As anticipated in the previous chapter, once you've written your job file you can submit it to the scheduler to get it executed using the sbatch
command:
sbatch [options] <job_file>
But first you need to connect to the login server using your credentials. Let's say your username is deiuser and your job file is called test.slurm:
ssh deiuser@login.dei.unipd.it
sbatch test.slurm
Upon (successful) job submission, you will get a message like this:
Submitted job 129774
Here 129744 is the jobid. This number can be used to check the job progress, to remove it from the execution queue and for other operations. You can read the sbatch documentation using man sbatch
from the frontend node or visiting the sbatch web page.
Options specified inside the job file (after the #SBATCH
directives) can be overridden or modified on the command line, e.g.:
sbatch --mem 10G --jobname test10G test.slurm
The above command line will set - just for this submission - the jobname to "test10G" and will request 10 gigabytes of RAM, possibly overriding what specified inside the slurm job file.
Important
Do not underestimate the importance of correctly calibrating the request of resources for a job.
Please double check if your CPUs, RAM e GPUs requests are adequate for the code you are going to execute. The efficiency must be high, otherwise your execution can result in other users having problems to launch their jobs and, in the worst case, it can lead to a forced termination of a job launched with an unwise resource allocation.

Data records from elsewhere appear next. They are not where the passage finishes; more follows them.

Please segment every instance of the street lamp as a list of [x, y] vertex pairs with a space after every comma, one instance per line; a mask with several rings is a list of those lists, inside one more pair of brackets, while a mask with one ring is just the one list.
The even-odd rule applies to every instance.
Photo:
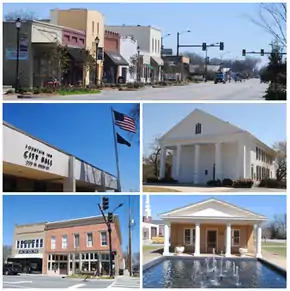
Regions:
[[207, 82], [207, 65], [209, 64], [209, 58], [208, 58], [208, 55], [207, 55], [207, 49], [209, 47], [214, 47], [216, 45], [218, 45], [219, 42], [216, 42], [216, 43], [212, 43], [212, 44], [209, 44], [209, 45], [206, 45], [206, 48], [205, 48], [205, 65], [204, 65], [204, 81]]
[[19, 40], [20, 40], [20, 28], [21, 28], [21, 19], [17, 18], [15, 22], [16, 31], [17, 31], [17, 48], [16, 48], [16, 82], [15, 82], [15, 92], [19, 92]]
[[[171, 33], [167, 33], [166, 35], [164, 35], [164, 36], [162, 36], [161, 37], [161, 52], [160, 52], [160, 55], [161, 55], [161, 59], [163, 60], [163, 49], [164, 49], [164, 47], [163, 47], [163, 39], [165, 38], [165, 37], [168, 37], [168, 36], [170, 36], [171, 35]], [[161, 81], [163, 81], [163, 73], [164, 73], [164, 61], [163, 61], [163, 66], [162, 66], [162, 68], [161, 68]]]
[[188, 33], [191, 32], [190, 29], [181, 31], [181, 32], [177, 32], [177, 48], [176, 48], [176, 55], [179, 56], [179, 36], [183, 33]]
[[137, 82], [140, 81], [140, 47], [137, 46]]
[[223, 53], [223, 54], [221, 54], [220, 55], [220, 60], [222, 61], [223, 60], [223, 57], [225, 56], [225, 55], [228, 55], [230, 52], [225, 52], [225, 53]]
[[100, 39], [98, 37], [95, 38], [95, 43], [96, 43], [96, 79], [95, 79], [95, 83], [96, 85], [99, 84], [98, 80], [99, 80], [99, 67], [98, 67], [98, 56], [99, 56], [99, 42]]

Consult the chapter How my jobs are performing for more information.
Once the job enters the queue you can use the squeue command to check its status:
squeue
By default, the squeue command will print out the job ID, partition, username, job status, number of nodes, and name of nodes for all jobs queued or running within Slurm.
The -l option can be added to receive a different listing:
squeue -l
So this will list all the jobs in the queue. Since the list can be very long you can filter only your jobs with -u
or --user
option:
squeue [-l] -u <user_id>
Or you can check a single job providing the job_id:
squeue -j <job_id>
When checking the status of a job, maybe we want to repeatedly call the squeue command to check for updates. We can accomplish this by adding the --iterate flag to our squeue command. This will run squeue every n seconds, allowing for a frequent, continuous update of queue information without needing to repeatedly call squeue:
squeue [-l] -u <user_id> --iterate <num_seconds>
The column referred to the state code tells you which is the current status of a job. Among them:
To see the complete list of output options and command flags use man squeue
from the frontend node or visit the squeue web page.

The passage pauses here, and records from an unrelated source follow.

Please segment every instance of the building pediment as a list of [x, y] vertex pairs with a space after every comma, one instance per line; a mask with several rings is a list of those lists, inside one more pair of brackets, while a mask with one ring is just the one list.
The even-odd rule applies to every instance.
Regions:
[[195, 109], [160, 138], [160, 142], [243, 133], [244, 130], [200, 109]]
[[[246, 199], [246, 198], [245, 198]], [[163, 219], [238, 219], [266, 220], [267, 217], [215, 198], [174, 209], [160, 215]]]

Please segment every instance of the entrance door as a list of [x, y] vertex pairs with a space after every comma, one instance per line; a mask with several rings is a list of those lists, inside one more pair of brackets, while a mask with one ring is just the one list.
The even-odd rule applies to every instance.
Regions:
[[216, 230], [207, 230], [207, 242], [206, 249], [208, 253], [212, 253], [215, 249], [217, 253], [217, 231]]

The status of jobs in a running state can be checked with:
sstat
This will show information about CPU usage, task information, node information, virtual memory and more. We can invoke the sstat command as such:
sstat --jobs=your_job-id
The fields that are shown may be too many for our needs, so it's possible to format the output filtering what is presented.
To see the complete list of output statistics (e.g. min/max/avg bytes read/written, min/max/avg CPU time, min/max/avg memory usage, etc.) and command options use man sstat
from the frontend node or visit the sstat web page.

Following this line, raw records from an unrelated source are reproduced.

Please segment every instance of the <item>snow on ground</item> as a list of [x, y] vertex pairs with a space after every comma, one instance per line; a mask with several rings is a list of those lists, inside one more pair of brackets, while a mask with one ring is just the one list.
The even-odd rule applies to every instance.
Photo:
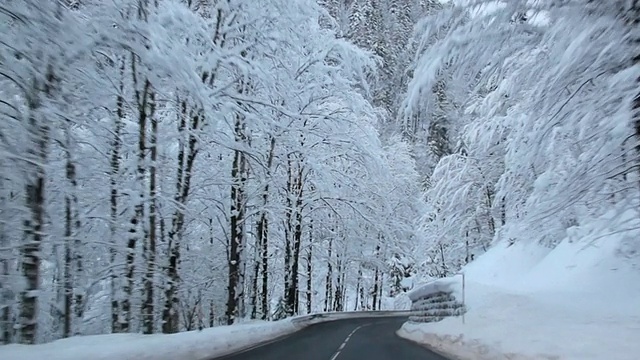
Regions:
[[209, 360], [299, 329], [290, 319], [171, 335], [74, 336], [41, 345], [0, 346], [3, 360]]
[[624, 215], [570, 229], [555, 249], [497, 245], [464, 269], [464, 324], [406, 323], [398, 334], [459, 359], [640, 359], [640, 266], [618, 251], [620, 225], [637, 229], [636, 214]]
[[[403, 315], [408, 312], [376, 313], [376, 316]], [[171, 335], [74, 336], [39, 345], [0, 345], [0, 360], [210, 360], [251, 349], [309, 325], [369, 316], [372, 314], [366, 311], [320, 313]]]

It is possible to control your personal jobs through the scontrol
command.
You can suspend a job:
scontrol suspend <job_id>
You can then resume it:
scontrol resume <job_id>
A job in the queue can be held, that is it will be given the lowest priority and therefore it won't be executed:
scontrol hold <job_id>
You can then resume it:
scontrol release <job_id>
To remove a job from the queue use the scancel
command:
scancel <job_id>
Alternatively if you want to remove all your jobs from the queue you can use
scancel -u <user_id>
or scancel -u <username>
To cancel all the pending jobs for a user:
scancel -t PENDING -u <user_id>
or scancel -t PENDING -u <username>
To cancel one or more jobs by their name:
scancel --name <myJobName>
To cancel multiple jobs, you can use a comma-separated list of job IDs:
scancel <job_id1>, <job_id2>, <job_id3>
Caution!
There will be no confirmation prompts.